A German vacation ended in tragedy for Guenter and Ute Lotzmann, who died two days apart in May following a car crash. Best known in Waterloo Region for Finest Sausage & Meat, the business they established in 1975, the couple leaves a lasting legacy of embracing their German culture and sharing it with the community. The story of how they came to be a couple in postwar Germany reads like a Hollywood romance.

Guenter was born April 18, 1938, the youngest of three. When he was 18, Guenter saw his freedoms disappearing as the Berlin Wall was being constructed and he left home for West Germany, where he worked as a butcher, a trade he learned from his father. A few years later he moved to Canada, envisioning a life of opportunity, adventure and even cowboys.

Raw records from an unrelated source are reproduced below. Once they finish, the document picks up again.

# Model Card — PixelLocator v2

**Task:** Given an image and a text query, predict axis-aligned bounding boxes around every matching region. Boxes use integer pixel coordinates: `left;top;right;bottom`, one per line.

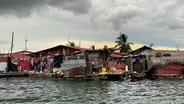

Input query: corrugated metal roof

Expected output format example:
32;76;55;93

10;53;29;59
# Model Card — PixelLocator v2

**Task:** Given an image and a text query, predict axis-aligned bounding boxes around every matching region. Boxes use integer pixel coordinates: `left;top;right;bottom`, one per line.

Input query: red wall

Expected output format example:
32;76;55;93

156;64;182;75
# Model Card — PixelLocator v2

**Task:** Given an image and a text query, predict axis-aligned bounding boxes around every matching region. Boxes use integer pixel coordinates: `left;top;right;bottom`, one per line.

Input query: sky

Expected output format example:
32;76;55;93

0;0;184;53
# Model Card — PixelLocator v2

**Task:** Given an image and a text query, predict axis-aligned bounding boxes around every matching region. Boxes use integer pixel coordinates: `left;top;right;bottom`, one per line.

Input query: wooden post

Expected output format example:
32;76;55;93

84;51;89;80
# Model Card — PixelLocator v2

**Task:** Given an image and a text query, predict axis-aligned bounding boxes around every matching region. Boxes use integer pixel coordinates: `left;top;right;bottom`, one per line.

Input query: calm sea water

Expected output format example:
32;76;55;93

0;78;184;104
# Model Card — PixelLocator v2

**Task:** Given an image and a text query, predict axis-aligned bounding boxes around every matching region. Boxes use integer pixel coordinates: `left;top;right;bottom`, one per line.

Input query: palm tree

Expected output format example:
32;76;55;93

115;34;133;53
68;42;75;47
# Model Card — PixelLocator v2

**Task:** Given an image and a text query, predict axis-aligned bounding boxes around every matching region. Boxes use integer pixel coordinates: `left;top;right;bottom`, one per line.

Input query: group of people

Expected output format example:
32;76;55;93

18;55;63;75
18;58;53;72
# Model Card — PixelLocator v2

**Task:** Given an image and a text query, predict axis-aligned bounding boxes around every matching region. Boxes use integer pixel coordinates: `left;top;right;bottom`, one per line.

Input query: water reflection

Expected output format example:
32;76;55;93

0;78;184;104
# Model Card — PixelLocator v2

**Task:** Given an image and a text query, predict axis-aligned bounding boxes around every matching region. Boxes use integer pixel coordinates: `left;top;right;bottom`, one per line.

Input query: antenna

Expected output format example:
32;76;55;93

11;32;14;53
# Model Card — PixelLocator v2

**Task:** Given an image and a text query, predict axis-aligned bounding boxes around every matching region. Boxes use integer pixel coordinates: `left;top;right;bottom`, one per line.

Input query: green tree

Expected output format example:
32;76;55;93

115;34;133;53
68;42;75;47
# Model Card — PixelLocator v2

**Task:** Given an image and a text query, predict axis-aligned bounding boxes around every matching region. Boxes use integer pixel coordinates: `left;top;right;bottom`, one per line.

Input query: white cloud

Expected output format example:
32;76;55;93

0;0;184;50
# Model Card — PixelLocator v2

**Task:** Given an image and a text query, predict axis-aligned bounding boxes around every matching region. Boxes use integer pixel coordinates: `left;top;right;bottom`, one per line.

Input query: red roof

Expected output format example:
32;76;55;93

67;46;88;51
111;52;125;57
10;53;29;59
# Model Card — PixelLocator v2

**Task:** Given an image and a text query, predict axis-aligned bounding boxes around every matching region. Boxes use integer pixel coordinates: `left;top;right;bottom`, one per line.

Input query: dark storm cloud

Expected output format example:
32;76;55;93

0;0;91;17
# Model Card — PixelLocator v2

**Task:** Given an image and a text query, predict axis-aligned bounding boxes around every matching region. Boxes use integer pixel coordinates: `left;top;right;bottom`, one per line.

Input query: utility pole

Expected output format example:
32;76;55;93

11;32;14;53
25;39;28;51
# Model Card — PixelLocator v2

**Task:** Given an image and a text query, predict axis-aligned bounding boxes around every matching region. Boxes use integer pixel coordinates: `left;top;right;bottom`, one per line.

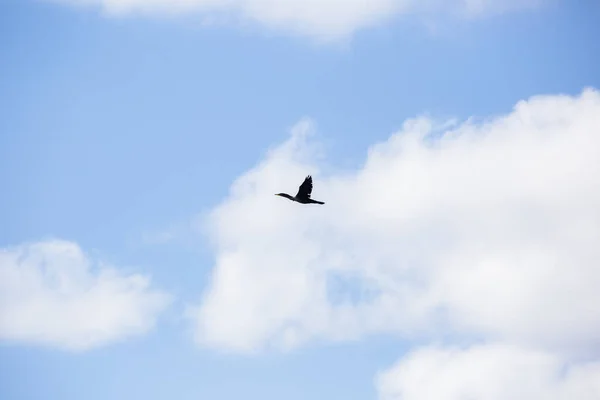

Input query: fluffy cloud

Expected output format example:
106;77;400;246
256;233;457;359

0;240;170;351
189;89;600;355
51;0;543;41
377;344;600;400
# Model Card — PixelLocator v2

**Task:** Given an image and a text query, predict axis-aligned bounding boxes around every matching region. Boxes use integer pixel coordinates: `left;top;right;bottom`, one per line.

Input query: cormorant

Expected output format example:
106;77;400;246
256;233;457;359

275;175;325;204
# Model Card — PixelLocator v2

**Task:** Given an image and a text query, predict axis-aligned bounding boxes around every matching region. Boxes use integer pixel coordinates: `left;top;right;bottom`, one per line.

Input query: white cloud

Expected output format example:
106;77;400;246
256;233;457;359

0;240;170;351
189;89;600;355
50;0;543;41
377;344;600;400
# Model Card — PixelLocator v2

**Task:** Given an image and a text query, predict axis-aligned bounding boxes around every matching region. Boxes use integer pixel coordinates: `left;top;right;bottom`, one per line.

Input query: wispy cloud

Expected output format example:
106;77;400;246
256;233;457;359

0;240;171;351
189;89;600;394
49;0;544;42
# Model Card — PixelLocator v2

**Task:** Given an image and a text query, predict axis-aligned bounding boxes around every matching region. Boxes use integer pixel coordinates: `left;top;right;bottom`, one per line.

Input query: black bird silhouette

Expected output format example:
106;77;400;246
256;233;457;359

275;175;325;204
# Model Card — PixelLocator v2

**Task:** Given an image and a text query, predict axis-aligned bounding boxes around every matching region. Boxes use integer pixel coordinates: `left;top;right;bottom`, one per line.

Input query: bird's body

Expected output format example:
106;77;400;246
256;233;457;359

275;175;325;204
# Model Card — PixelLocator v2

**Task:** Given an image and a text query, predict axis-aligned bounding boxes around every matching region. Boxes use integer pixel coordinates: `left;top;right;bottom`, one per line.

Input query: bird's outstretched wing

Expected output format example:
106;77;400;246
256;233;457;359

296;175;312;199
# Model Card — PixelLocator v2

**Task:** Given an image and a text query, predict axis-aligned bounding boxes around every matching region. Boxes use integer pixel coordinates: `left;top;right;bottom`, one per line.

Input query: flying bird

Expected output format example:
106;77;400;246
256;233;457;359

Like many young Germans at the time, Guenter was enamoured with the idea of wild frontiers. It was a love he would never get over, even well into his senior years as he pored over his collection of Karl May adventure novels. Arriving in Canada as a young man, he was first sent to London for a job in a meat processing facility.

He soon moved to Waterloo where he took a similar job in Breslau. Guenter worked hard and saved enough money to return to East Germany to visit family. He was a Canadian citizen and had the freedom to travel, but he didn’t have the freedom to marry local girl, Ute Schmiechen.

Ute was born on Aug. 18, 1945, close to Guenter’s home village. Her father, a math teacher, expected his two daughters to get.